NPR recently published this article, giving readers a basic understanding of the cochlear implant and explaining the next step in cochlear implant improvements. Be sure to check out the full article to learn more and to hear simulations of different sounds through cochlear implants with and without pitch restoring software.
Lots Of Beat, Not Much Tune
A cochlear implant is designed to do one thing really well — allow users to understand speech.
“Where it is somewhat lacking is more in relating information about pitch and timbre,” says Phillips-Silver. Current implants simply leave out much of the information needed to tell the difference between notes that are close together on a keyboard or instruments that sound similar, she says.
To show how this affects listening to music, Phillips-Silver did an experiment that involved people with cochlear implants listening to Suavamente, a merengue song with a strong dance beat. “There is a lot going on,” she says. “A lot of different instrument sounds, there’s a vocal line, there’s a great range of frequencies. It’s fairly intricate music.”
Even so, people with cochlear implants had no trouble moving in time with the music, Phillips-Silver says. They also kept the beat when they heard a version of the song that consisted entirely of drum tones.
But when they heard a version played on a solo piano, participants had no success keeping the beat, Phillips-Silver says, because they couldn’t rely on the bass or drums.
Better Implants For Music
It should be possible to make cochlear implants more music-friendly, says Les Atlas, a professor of electrical engineering at the University of Washington. But there’s a reason current models are so limited, he says.
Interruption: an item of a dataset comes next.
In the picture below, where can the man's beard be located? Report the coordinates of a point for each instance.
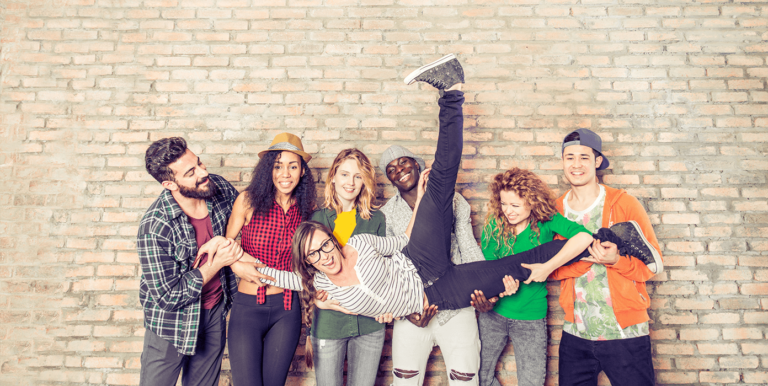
(198, 193)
“There is no easy way to encode pitch as an electrical stimulation pattern,” Atlas says. Also, it takes a lot of computing power to encode something like pitch information in real time.
As a result, even the newest cochlear implants provide very little information about pitch, Atlas says. To make his point, he plays a recording of a few piano notes, followed by a simulation of how those notes might sound through a cochlear implant. The simulated version sounds like the same note being played again and again.
So Atlas and other researchers are working on software that allows an implant to convey more information about pitch and timbre. “It explicitly looks for the tonality in the music and uses it in how things are encoded,” he says.
When he plays a simulation of the piano music as encoded by his software, changes in pitch are much more obvious. The result may not replicate music exactly, Atlas says, but it offers implant users a lot more information about musical sounds.